The preferred process will now be described with reference to FIGS.
9, 10 and 12.
[0169] FIG. 9 is a spectral representation of different sections of
music, the sections having exit and entry points determined in
accordance with a preferred embodiment. FIG. 9, which shows an edit
point process that can be executed independently for aligning
related themes in selected audio sections, is a precursor to
re-arrangement of selected audio sections into a consolidated data
format that, eventually, is aligned with real-word events to
augment the sensory experience by reinforcing a contribution made
to an accompanying sound stage.
[0170] In FIG. 9a, an audio spectrum 151 for an audio section
("audio section 1") where envelope changes are highly simplified
and shown as blocks with abrupt transitions. The spectrum 151, as
will be understood, has a time domain representation that varies
with time. A time base, in the form of musical bars ("Bar 1" to
"Bar 8" for section 1), partitions the audio section between a
nominally identified "abstract" entry point 152 and a nominally
identified "abstract" exit point 154. The abstract entry point 152
and abstract exit point 154 therefore define the audio section,
with these abstract points determined and selected by either an MIR
function and/or user input to identify a characterizable transition
between different themes within the totality of, for example, an
entire song track. "Themes" are therefore contextually different
aspects with an audio track or assembled composite. Themes can
classify a context of a section both in terms of
perceived/identified similarities or differences. Themes are
therefore coded within a database related to the sections of the
track and may be coded directly into ascribed metadata.
[0171] Unfortunately, it has been recognized that, because of the
nature of audio, the abstract entry point 152 and abstract exit
point 154 will likely not coincide with effective, i.e. actual,
exit points 162, 164 and entry points 166, 168 for an audio
section.
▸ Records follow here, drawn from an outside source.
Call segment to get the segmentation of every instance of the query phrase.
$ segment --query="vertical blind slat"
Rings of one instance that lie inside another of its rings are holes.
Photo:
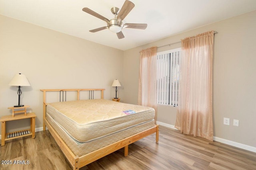
[[[178,106],[181,51],[158,55],[157,100],[158,104]]]

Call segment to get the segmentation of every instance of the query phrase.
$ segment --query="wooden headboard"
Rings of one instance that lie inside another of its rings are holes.
[[[101,98],[104,98],[104,89],[40,89],[40,90],[44,92],[43,94],[43,119],[44,120],[46,117],[46,106],[47,105],[46,103],[46,92],[60,92],[60,101],[59,102],[64,102],[66,101],[66,92],[77,92],[77,100],[80,100],[80,92],[82,91],[89,91],[89,99],[92,99],[94,98],[94,92],[95,91],[101,91]],[[62,99],[61,97],[62,96]],[[64,99],[65,96],[65,100]],[[44,130],[45,130],[46,126],[44,121],[43,121],[43,125]]]

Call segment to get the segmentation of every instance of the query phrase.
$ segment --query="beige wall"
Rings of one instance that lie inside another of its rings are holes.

For example, within section 1 (reference numeral 160 of
FIG. 9a), there may be one or more possible abstract exit points
154, 155, with each abstract exit point 154, 155 having one or more
actual exits points 162, 164. In this exemplary context, a theme
transition may be identified to occur at the transition between Bar
4 and Bar 5, whereas actual exit points 162, 164 (that take into
account a time base and beat) could occur at different times within
Bar 4.
[0172] Before being able to transition between sections, it is
therefore necessary to look for compatibility between different
sections and, moreover, timing transitions that provide a
substantially seamless audible transition. In the first instance,
identified and applied metadata tags can provide an indication of
acceptable correlation between different themes. For example,
assuming a numeric scaling of theme between one and eight, a first
audio section may have a theme one characterization that might be
representative of a slow and melancholic scenario. In contrast, a
second audio section may have a theme two characterization that
might be representative of a slightly faster (relative to the first
audio section) and contextually more intense atmosphere. A third
audio section may have a very energetic perception and therefore be
characterized as having an intensity (i.e. a user-defined level)
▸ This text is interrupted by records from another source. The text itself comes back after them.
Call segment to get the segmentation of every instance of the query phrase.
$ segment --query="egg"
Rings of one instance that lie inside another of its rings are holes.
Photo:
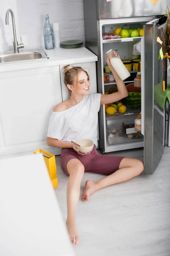
[[[136,125],[136,128],[137,131],[141,131],[141,125]]]
[[[136,124],[138,125],[141,125],[141,120],[139,119],[136,120]]]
scaled at a level eight-of-N (where N is an integer)
characterization. In this example, a transition between theme one
of a first section to another theme one in a different music
section appears eminently achievable from the perspective of a
seamless audible transition. It may also be possible to transition
seamlessly between the first section and the second section given
the apparent closeness in characterizations. However, in reality,
it may not be feasible to transition from the first section to the
third audio section just based on an assessment of characterization
of the underlying theme to the respective audio sections. The
preferred embodiment, however, provides a solution to this seamless
audible transition issue.
[0173] It is therefore necessary to investigate further the nature
of the actual exit and entry points between an active audio section
and a proposed destination audio section that is to be cut into the
audio. Actual exit points are selected from at least one and
usually a plurality of suitable exit points that tie into an
identified anacrusis. Suitable exit and entry points are identified
(and stored in a database) for each audio section in advance of
editing so that minimal buffering is required by the intelligent
processing environment 452 to assemble an edited audio that is
complementary to a resolvable flow of external event stimuli.
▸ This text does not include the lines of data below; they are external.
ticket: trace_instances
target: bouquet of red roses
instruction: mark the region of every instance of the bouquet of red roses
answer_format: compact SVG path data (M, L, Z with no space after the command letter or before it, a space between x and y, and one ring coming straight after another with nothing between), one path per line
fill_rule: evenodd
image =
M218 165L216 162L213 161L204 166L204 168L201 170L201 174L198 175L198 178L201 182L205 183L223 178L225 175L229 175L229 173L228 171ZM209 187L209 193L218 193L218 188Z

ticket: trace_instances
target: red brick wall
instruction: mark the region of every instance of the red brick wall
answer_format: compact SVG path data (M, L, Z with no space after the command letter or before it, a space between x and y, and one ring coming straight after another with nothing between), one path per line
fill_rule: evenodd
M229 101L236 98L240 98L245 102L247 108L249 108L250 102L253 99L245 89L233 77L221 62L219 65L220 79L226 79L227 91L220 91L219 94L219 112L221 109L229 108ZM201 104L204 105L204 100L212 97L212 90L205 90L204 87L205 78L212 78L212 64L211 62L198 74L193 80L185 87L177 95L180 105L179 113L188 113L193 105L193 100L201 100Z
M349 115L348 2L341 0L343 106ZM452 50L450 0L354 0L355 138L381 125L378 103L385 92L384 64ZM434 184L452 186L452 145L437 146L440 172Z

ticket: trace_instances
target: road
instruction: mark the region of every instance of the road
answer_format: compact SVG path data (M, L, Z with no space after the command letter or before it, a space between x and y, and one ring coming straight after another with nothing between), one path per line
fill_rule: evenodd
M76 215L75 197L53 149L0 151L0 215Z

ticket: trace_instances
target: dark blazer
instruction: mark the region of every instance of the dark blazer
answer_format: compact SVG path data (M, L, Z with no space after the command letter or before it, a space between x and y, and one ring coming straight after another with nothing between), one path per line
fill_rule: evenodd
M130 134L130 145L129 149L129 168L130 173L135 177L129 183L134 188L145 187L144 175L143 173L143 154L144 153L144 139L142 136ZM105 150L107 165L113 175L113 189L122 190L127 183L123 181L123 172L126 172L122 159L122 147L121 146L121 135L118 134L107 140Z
Transition between audio can therefore be achieved substantially in
real-time, with no discernible loss of audio continuity
irrespective of whether sections are selected dynamically as
real-world events unfold.
[0174] FIG. 9b is an expanded view of Bar 4 of FIG. 9a. Again, for
the sake of clarity, the audio spectrum of Bar 4 is shown as a
simplified block form that has signal excursions that vary with
time. Bar 4 is divided into four beats ("Beat 1" to "Beat 4"), with
each beat further divided into an equal number of fractions
(f.sub.1 to f.sub.4)--in this case four equal fractions per beat.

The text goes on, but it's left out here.